Cancer drug development is undergoing fundamental change, driven by genomics and the advent of rational biomarker-directed drug development. More than 91% of drugs in development are now biomarker-directed, fuelling the new paradigm of precision oncology.

$61.2 million of the funding is provided through the Australian Government’s Medical Products stream of the National Manufacturing Priority. PrOSPeCT will build a public/private partnership with industry to:

  • enable 20,000 Australians to access genomic screening;
  • attract global investment in Australian clinical trials and build national trials capacity;
  • create and commercialise a real-world digital asset of international significance.

This program will create up to 650 direct and indirect jobs, create a vibrant ecosystem for commercialisation of Australian medical research and grow smart businesses, and inject more than $660M into the economy.

Bioplatforms is a core partner in the project, providing a large component of the gene sequencing through our network of enabling laboratories. This exciting project builds on our other cancer investments including the Melanoma Framework Initiative and Zero Childhood Cancer program.

Image: Professor David Thomas at the funding announcement. Credit to the Garvan Institute Press Release.

Project PrOSPeCT will open up new treatment paths for people across Australia with difficult to treat cancers including ovarian, and pancreatic cancer, sarcomas and cancer metastasis.

“Through PrOSPeCT, we will fast-track the development, manufacturing and use of precision, personalised cancer treatments, changing lives, creating jobs and building Australia’s sovereign capability in drug development,” says Professor David Thomas, head of Genomic Cancer Medicine at the Garvan Institute and CEO of the Australian Genomic Cancer Medicine Centre (Omico), the not-for-profit company leading the project.

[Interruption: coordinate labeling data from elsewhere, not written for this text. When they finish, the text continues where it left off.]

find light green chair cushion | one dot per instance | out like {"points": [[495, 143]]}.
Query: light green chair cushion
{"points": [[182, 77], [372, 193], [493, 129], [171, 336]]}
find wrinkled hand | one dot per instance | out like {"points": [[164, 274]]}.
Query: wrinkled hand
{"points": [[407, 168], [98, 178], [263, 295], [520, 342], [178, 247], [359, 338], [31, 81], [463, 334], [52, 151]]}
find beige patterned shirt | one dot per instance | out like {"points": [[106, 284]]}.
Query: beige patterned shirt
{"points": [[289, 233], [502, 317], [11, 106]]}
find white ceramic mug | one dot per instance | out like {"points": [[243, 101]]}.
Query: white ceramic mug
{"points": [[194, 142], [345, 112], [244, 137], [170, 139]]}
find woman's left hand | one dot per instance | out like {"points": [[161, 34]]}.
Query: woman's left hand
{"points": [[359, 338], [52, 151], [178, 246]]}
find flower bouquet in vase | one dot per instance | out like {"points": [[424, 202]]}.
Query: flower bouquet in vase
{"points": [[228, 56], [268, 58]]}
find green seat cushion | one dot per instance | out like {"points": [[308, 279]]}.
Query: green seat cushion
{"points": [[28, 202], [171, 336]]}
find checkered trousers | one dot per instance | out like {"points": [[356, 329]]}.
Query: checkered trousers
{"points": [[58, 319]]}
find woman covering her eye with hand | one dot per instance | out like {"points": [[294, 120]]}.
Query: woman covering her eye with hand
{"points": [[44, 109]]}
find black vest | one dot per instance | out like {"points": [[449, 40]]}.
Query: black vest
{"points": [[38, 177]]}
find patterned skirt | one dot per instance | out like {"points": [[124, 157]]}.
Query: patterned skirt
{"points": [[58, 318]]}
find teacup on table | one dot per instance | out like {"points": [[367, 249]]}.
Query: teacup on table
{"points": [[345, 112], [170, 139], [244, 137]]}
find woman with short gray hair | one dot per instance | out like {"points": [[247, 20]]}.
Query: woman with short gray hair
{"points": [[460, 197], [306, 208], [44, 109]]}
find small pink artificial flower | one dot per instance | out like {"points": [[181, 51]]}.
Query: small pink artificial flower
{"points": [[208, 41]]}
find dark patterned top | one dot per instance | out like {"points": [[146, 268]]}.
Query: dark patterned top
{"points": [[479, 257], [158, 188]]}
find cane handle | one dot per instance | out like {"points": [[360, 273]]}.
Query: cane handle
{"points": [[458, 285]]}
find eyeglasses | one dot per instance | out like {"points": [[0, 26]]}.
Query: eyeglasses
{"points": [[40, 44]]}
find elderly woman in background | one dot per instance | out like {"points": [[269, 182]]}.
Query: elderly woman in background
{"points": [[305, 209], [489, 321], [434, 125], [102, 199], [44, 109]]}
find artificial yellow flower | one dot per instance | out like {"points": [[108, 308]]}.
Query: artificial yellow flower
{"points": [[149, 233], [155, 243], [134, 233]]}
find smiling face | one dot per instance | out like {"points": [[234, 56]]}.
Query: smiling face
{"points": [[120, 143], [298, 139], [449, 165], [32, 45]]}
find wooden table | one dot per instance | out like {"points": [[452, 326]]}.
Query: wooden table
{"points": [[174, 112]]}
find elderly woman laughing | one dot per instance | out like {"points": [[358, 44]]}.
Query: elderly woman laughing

“PrOSPeCT will help future proof the Australian health care system and develop a national ecosystem to take research and development and data systems forward, making Australia globally competitive,” he says.

PrOSPeCT is led by Omico, the Australian Genomic Cancer Medicine Centre which is a network of Australia’s leading cancer research institutions and hospitals that grew out of the Molecular Screening & Therapeutics (MoST) Study at the Garvan Institute.

“Australia has a tremendous reputation for our medical research and this project will help us consolidate patient data to translate those breakthroughs into genomic cancer medicines right here at home,” says Minister for Health and Aged Care Greg Hunt.

Bioplatforms Australia is supported by the Commonwealth Government’s National Collaborative Research Infrastructure Strategy (NCRIS).